Memory Hierarchy Optimizations
Programs that access large data structures often perform poorly on high-performance computers because the processor spends all its time waiting for memory access requests to be completed. Many of these programs benefit from being restructured to improve locality of reference. It is tedious to do this restructuring by hand, so it is desirable to have restructuring compiler technology that can accomplish this task.
Our group is a world-leader in this area.
Our early work focused on restructuring perfectly-nested loops, which are loop nests in which all assignment statements occur in the innermost loop of the loop nest. BLAS kernels such as matrix-vector product and matrix-matrix product are examples of such loops. Wei Li showed how non-singular matrices can be used to synthesize sequences of transformations for enhancing locality and parallelism in perfectly-nested loops.
Although perfectly-nested loops have received a lot of attention from the compiler community, matrix-multiplication is about the only important kernel that is perfectly-nested! Most codes such as matrix factorization codes and relaxation codes contain imperfectly-nested loops in which assignment statements are contained in some but not all of the loops of the loop nest. To restructure imperfectly-nested loop nests, we have developed two approaches.
The first approach is data-shackling - roughly speaking, the compiler detemines an order in which data will be brought into the cache from main memory at run-time, and then restructures code so that all statements that touch a given piece of data are scheduled close together in the program. Data-shackling is not restricted to dense arrays - for example, Sally McKee et al recently showed that data-shackling can be used to enhance locality in programs with pointer-based data structures.
The second approach embeds execution instances of statements in an imperfectly-nested loop into a large Cartesian space - intuitively, this space models a perfectly-nested loop which can then be transformed appropriately and then tiled.
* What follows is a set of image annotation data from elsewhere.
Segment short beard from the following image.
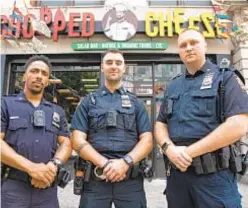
[29,89,43,95]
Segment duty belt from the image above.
[7,168,31,184]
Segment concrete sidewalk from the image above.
[59,175,248,208]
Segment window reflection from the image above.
[123,65,153,95]
[154,64,184,117]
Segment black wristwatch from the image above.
[50,157,63,169]
[161,142,172,154]
[123,155,133,166]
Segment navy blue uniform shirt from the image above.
[71,86,151,156]
[157,61,248,141]
[1,93,69,163]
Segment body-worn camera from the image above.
[106,109,117,127]
[33,110,45,127]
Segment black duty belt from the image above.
[90,163,142,181]
[7,168,31,184]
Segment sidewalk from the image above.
[59,175,248,208]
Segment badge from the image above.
[200,73,214,90]
[52,112,60,128]
[121,95,132,108]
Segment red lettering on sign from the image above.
[53,9,66,42]
[40,6,52,25]
[81,13,95,37]
[68,13,80,37]
[22,16,34,39]
[0,15,9,36]
[8,16,21,38]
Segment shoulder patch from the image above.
[171,73,183,80]
[126,90,137,97]
[2,94,18,97]
[234,73,246,92]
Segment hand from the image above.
[103,159,129,183]
[28,162,57,186]
[166,145,192,172]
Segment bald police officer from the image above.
[0,56,72,208]
[155,29,248,208]
[71,50,152,208]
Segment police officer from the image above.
[71,50,152,208]
[0,56,72,208]
[155,29,248,208]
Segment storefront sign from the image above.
[71,41,168,51]
[145,9,221,38]
[0,7,225,41]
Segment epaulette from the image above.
[3,94,18,97]
[219,67,245,85]
[171,73,183,80]
[126,89,137,98]
[219,58,245,85]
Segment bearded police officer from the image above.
[0,56,72,208]
[155,29,248,208]
[71,50,152,208]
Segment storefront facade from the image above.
[1,0,248,177]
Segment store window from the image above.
[149,0,179,6]
[123,65,153,96]
[154,64,185,118]
[36,0,105,6]
[149,0,212,6]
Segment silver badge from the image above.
[121,95,132,108]
[200,72,214,90]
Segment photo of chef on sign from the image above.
[102,3,138,41]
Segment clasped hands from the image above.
[28,162,57,189]
[166,145,193,172]
[99,159,129,183]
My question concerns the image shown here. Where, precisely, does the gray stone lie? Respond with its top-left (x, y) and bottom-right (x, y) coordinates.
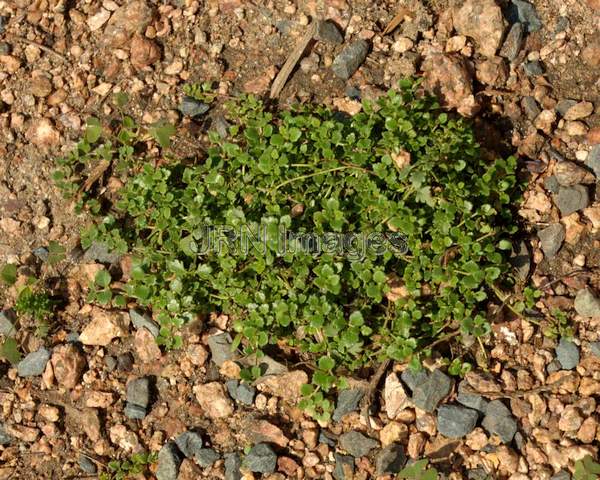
top-left (156, 442), bottom-right (182, 480)
top-left (574, 288), bottom-right (600, 318)
top-left (456, 380), bottom-right (488, 413)
top-left (194, 448), bottom-right (221, 468)
top-left (123, 402), bottom-right (148, 420)
top-left (0, 423), bottom-right (12, 445)
top-left (555, 338), bottom-right (579, 370)
top-left (481, 400), bottom-right (517, 443)
top-left (127, 377), bottom-right (150, 408)
top-left (585, 145), bottom-right (600, 179)
top-left (244, 443), bottom-right (277, 473)
top-left (554, 98), bottom-right (577, 117)
top-left (333, 452), bottom-right (354, 480)
top-left (78, 455), bottom-right (97, 475)
top-left (331, 388), bottom-right (365, 422)
top-left (331, 39), bottom-right (369, 80)
top-left (315, 20), bottom-right (344, 45)
top-left (544, 175), bottom-right (560, 193)
top-left (208, 333), bottom-right (235, 367)
top-left (523, 60), bottom-right (544, 77)
top-left (550, 470), bottom-right (571, 480)
top-left (339, 431), bottom-right (379, 458)
top-left (538, 223), bottom-right (566, 258)
top-left (412, 370), bottom-right (453, 412)
top-left (225, 452), bottom-right (242, 480)
top-left (319, 431), bottom-right (335, 447)
top-left (400, 368), bottom-right (427, 392)
top-left (437, 405), bottom-right (479, 438)
top-left (225, 380), bottom-right (256, 405)
top-left (375, 443), bottom-right (406, 476)
top-left (83, 242), bottom-right (121, 263)
top-left (0, 310), bottom-right (17, 337)
top-left (554, 185), bottom-right (590, 217)
top-left (521, 96), bottom-right (542, 121)
top-left (500, 22), bottom-right (531, 61)
top-left (179, 95), bottom-right (210, 118)
top-left (588, 342), bottom-right (600, 357)
top-left (129, 308), bottom-right (160, 337)
top-left (175, 432), bottom-right (203, 458)
top-left (17, 347), bottom-right (50, 377)
top-left (512, 0), bottom-right (542, 33)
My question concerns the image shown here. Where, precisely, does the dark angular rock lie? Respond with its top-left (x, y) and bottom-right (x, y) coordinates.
top-left (437, 405), bottom-right (479, 438)
top-left (538, 223), bottom-right (567, 258)
top-left (554, 185), bottom-right (590, 217)
top-left (510, 240), bottom-right (531, 280)
top-left (315, 20), bottom-right (344, 45)
top-left (375, 443), bottom-right (406, 476)
top-left (500, 22), bottom-right (524, 62)
top-left (481, 400), bottom-right (517, 443)
top-left (225, 452), bottom-right (242, 480)
top-left (556, 338), bottom-right (579, 370)
top-left (123, 403), bottom-right (148, 420)
top-left (523, 60), bottom-right (544, 77)
top-left (179, 95), bottom-right (210, 118)
top-left (508, 0), bottom-right (542, 33)
top-left (244, 443), bottom-right (277, 473)
top-left (17, 347), bottom-right (50, 377)
top-left (129, 308), bottom-right (160, 337)
top-left (456, 380), bottom-right (488, 413)
top-left (400, 368), bottom-right (427, 392)
top-left (78, 455), bottom-right (97, 475)
top-left (156, 442), bottom-right (182, 480)
top-left (331, 388), bottom-right (365, 422)
top-left (331, 40), bottom-right (369, 80)
top-left (412, 370), bottom-right (453, 412)
top-left (333, 452), bottom-right (354, 480)
top-left (127, 377), bottom-right (151, 407)
top-left (208, 333), bottom-right (235, 367)
top-left (175, 432), bottom-right (203, 458)
top-left (339, 431), bottom-right (379, 458)
top-left (194, 448), bottom-right (221, 468)
top-left (544, 175), bottom-right (560, 193)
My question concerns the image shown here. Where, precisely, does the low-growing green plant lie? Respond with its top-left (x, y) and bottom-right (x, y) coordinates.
top-left (0, 264), bottom-right (60, 364)
top-left (99, 453), bottom-right (158, 480)
top-left (573, 455), bottom-right (600, 480)
top-left (396, 458), bottom-right (438, 480)
top-left (61, 81), bottom-right (519, 419)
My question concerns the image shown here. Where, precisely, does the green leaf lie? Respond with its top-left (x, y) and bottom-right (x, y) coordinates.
top-left (0, 263), bottom-right (17, 285)
top-left (94, 269), bottom-right (111, 288)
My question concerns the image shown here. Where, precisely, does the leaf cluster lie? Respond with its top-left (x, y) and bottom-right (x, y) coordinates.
top-left (61, 81), bottom-right (519, 419)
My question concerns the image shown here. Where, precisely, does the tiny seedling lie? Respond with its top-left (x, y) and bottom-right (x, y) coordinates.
top-left (99, 453), bottom-right (158, 480)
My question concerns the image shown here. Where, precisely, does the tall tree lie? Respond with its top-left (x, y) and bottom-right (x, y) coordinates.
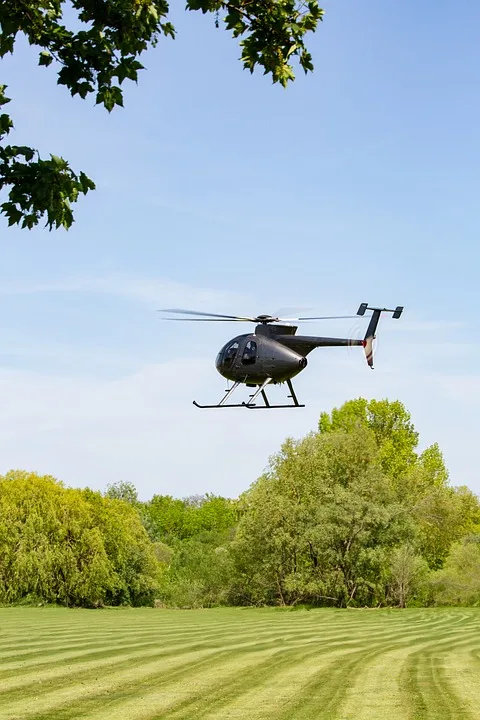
top-left (232, 427), bottom-right (414, 606)
top-left (0, 0), bottom-right (323, 230)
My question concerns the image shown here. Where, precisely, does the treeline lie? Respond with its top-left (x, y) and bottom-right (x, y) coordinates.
top-left (0, 399), bottom-right (480, 608)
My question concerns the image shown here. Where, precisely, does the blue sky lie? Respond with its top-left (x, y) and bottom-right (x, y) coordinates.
top-left (0, 0), bottom-right (480, 498)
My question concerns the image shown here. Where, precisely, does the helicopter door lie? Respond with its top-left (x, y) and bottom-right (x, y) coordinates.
top-left (242, 340), bottom-right (257, 365)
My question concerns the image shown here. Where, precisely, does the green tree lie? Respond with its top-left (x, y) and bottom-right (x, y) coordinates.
top-left (232, 427), bottom-right (414, 606)
top-left (0, 0), bottom-right (323, 230)
top-left (105, 480), bottom-right (138, 505)
top-left (0, 471), bottom-right (162, 606)
top-left (431, 535), bottom-right (480, 605)
top-left (389, 543), bottom-right (428, 608)
top-left (318, 398), bottom-right (418, 480)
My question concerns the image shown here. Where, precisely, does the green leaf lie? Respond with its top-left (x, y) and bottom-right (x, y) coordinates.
top-left (38, 50), bottom-right (53, 67)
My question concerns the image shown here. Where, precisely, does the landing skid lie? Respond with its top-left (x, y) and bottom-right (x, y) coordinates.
top-left (193, 378), bottom-right (305, 410)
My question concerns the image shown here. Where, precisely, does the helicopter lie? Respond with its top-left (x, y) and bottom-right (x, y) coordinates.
top-left (160, 303), bottom-right (404, 410)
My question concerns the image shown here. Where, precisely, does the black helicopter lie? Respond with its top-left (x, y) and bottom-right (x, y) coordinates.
top-left (161, 303), bottom-right (403, 410)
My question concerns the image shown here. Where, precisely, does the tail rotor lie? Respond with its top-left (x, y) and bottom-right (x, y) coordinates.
top-left (357, 303), bottom-right (403, 370)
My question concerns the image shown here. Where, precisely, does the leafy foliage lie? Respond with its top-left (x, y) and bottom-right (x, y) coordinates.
top-left (431, 536), bottom-right (480, 606)
top-left (0, 471), bottom-right (160, 606)
top-left (0, 0), bottom-right (323, 230)
top-left (0, 398), bottom-right (480, 608)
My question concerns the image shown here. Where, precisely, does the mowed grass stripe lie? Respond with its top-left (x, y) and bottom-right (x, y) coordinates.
top-left (400, 627), bottom-right (480, 720)
top-left (0, 608), bottom-right (480, 720)
top-left (16, 645), bottom-right (302, 720)
top-left (340, 627), bottom-right (478, 720)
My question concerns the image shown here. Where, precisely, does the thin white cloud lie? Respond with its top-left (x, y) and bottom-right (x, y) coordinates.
top-left (0, 273), bottom-right (246, 309)
top-left (0, 348), bottom-right (480, 499)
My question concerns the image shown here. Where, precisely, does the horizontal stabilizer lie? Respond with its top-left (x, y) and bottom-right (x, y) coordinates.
top-left (357, 303), bottom-right (403, 370)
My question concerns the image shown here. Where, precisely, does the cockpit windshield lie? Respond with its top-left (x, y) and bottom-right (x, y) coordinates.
top-left (217, 340), bottom-right (238, 368)
top-left (242, 340), bottom-right (257, 365)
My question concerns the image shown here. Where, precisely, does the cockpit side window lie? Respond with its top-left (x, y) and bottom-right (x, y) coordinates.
top-left (242, 340), bottom-right (257, 365)
top-left (223, 340), bottom-right (238, 367)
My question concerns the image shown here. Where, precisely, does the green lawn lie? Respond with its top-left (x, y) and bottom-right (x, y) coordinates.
top-left (0, 608), bottom-right (480, 720)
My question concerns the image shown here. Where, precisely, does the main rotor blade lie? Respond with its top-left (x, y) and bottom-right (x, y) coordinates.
top-left (278, 315), bottom-right (357, 322)
top-left (158, 308), bottom-right (255, 322)
top-left (160, 318), bottom-right (251, 322)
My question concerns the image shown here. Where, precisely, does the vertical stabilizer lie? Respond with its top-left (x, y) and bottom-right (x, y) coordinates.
top-left (357, 303), bottom-right (403, 370)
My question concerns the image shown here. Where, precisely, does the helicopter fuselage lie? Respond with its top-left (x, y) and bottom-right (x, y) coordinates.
top-left (215, 325), bottom-right (307, 385)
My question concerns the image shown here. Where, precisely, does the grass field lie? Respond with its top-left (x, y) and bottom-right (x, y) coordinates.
top-left (0, 608), bottom-right (480, 720)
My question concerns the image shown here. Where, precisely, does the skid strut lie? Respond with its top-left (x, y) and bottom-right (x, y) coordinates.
top-left (193, 378), bottom-right (305, 410)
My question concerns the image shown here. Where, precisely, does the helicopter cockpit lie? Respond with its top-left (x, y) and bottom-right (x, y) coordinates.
top-left (215, 335), bottom-right (257, 370)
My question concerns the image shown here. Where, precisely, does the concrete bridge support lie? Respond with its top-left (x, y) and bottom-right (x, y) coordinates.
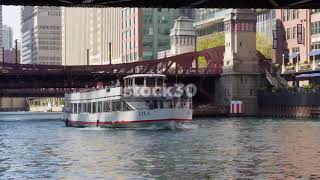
top-left (215, 9), bottom-right (261, 116)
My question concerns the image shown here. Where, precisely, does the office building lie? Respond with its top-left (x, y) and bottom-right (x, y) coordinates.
top-left (62, 8), bottom-right (122, 65)
top-left (21, 6), bottom-right (62, 65)
top-left (2, 25), bottom-right (13, 50)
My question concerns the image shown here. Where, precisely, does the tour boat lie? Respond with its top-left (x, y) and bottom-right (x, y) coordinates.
top-left (64, 74), bottom-right (192, 128)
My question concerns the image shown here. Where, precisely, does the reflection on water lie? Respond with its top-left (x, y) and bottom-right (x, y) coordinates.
top-left (0, 117), bottom-right (320, 179)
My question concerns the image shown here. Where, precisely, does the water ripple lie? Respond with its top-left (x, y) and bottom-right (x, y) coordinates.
top-left (0, 117), bottom-right (320, 179)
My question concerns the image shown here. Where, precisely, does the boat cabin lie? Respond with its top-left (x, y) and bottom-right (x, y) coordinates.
top-left (124, 74), bottom-right (166, 88)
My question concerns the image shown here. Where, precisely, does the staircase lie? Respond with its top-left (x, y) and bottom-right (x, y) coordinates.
top-left (265, 69), bottom-right (288, 88)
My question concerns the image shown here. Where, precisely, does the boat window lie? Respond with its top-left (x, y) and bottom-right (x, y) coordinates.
top-left (153, 100), bottom-right (159, 109)
top-left (112, 101), bottom-right (121, 111)
top-left (98, 102), bottom-right (102, 113)
top-left (78, 103), bottom-right (82, 114)
top-left (73, 103), bottom-right (78, 114)
top-left (157, 77), bottom-right (163, 86)
top-left (82, 103), bottom-right (87, 112)
top-left (87, 103), bottom-right (92, 113)
top-left (103, 101), bottom-right (110, 112)
top-left (146, 77), bottom-right (156, 87)
top-left (122, 101), bottom-right (132, 111)
top-left (134, 77), bottom-right (144, 86)
top-left (69, 103), bottom-right (73, 114)
top-left (91, 102), bottom-right (96, 114)
top-left (124, 79), bottom-right (129, 87)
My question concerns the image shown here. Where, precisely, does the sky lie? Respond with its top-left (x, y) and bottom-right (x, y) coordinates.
top-left (2, 6), bottom-right (21, 40)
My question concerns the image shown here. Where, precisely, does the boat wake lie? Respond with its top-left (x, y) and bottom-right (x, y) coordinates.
top-left (79, 123), bottom-right (198, 131)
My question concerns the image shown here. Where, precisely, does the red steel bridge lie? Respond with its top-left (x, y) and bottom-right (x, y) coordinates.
top-left (0, 46), bottom-right (265, 97)
top-left (0, 0), bottom-right (320, 9)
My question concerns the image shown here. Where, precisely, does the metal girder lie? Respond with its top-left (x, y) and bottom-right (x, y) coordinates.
top-left (0, 0), bottom-right (320, 9)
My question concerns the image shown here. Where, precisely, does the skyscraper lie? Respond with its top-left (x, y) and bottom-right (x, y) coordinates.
top-left (21, 6), bottom-right (62, 65)
top-left (2, 25), bottom-right (13, 50)
top-left (62, 8), bottom-right (122, 65)
top-left (0, 6), bottom-right (3, 59)
top-left (122, 8), bottom-right (177, 62)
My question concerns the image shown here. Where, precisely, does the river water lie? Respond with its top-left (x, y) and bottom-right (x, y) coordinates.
top-left (0, 117), bottom-right (320, 180)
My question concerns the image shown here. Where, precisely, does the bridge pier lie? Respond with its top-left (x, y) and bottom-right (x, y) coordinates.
top-left (215, 9), bottom-right (262, 116)
top-left (215, 74), bottom-right (262, 116)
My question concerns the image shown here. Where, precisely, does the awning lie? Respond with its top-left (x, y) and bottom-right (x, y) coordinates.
top-left (309, 49), bottom-right (320, 56)
top-left (289, 52), bottom-right (299, 58)
top-left (296, 73), bottom-right (320, 78)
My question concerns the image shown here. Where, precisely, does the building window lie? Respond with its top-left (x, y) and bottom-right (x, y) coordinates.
top-left (311, 9), bottom-right (320, 14)
top-left (287, 28), bottom-right (291, 40)
top-left (311, 21), bottom-right (320, 35)
top-left (292, 47), bottom-right (300, 64)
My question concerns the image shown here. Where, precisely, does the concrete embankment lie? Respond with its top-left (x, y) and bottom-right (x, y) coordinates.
top-left (193, 105), bottom-right (228, 117)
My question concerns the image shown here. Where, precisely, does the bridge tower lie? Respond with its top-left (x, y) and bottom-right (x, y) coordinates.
top-left (215, 9), bottom-right (261, 116)
top-left (170, 16), bottom-right (196, 56)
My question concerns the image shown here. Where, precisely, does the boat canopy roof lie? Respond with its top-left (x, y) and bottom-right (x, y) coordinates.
top-left (123, 74), bottom-right (166, 79)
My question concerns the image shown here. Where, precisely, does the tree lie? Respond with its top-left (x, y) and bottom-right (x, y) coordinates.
top-left (197, 32), bottom-right (224, 68)
top-left (256, 33), bottom-right (274, 59)
top-left (197, 32), bottom-right (224, 51)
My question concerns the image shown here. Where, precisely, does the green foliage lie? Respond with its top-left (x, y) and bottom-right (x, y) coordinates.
top-left (197, 32), bottom-right (274, 68)
top-left (256, 33), bottom-right (273, 59)
top-left (197, 32), bottom-right (224, 68)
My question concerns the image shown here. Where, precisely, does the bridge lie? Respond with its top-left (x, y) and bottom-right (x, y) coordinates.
top-left (0, 0), bottom-right (320, 9)
top-left (0, 46), bottom-right (265, 97)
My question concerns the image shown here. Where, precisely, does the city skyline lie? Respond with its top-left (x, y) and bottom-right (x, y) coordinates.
top-left (2, 6), bottom-right (21, 39)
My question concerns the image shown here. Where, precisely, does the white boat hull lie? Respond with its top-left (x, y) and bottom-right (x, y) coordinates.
top-left (65, 108), bottom-right (192, 128)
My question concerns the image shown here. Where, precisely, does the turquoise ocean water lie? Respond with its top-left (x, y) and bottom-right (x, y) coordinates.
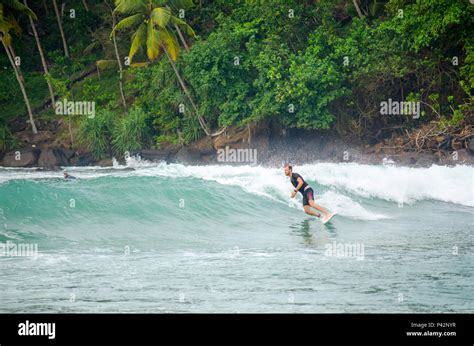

The code generation phase produces imperfectly-nested loops.
Neither data-shackling nor the Cartesian space approach subsume each other in practice. The Cartesian space approach is difficult to apply to semi-regular codes like LU with pivoting and irregular codes like pointer-based codes for which data-shackling does well. For other codes such as relaxation codes, data-shackling is difficult to apply because it is difficult to synthesize the optimal order of data traversal, whereas the Cartesian space approach works well as Nawaaz Ahmed showed in his thesis. The state of the art of locality enhancement for imperfectly-nested loops is less than satisfactory.
An intriguing feature of divide-and-conquer algorithms is that they should run well on machines with multiple levels of memory hierarchy without the need for blocking since each successive divide step generates subproblems that touch smaller amounts of data. We have shown how divide-and-conquer style codes can be generated from iterative versions of the same algorithm.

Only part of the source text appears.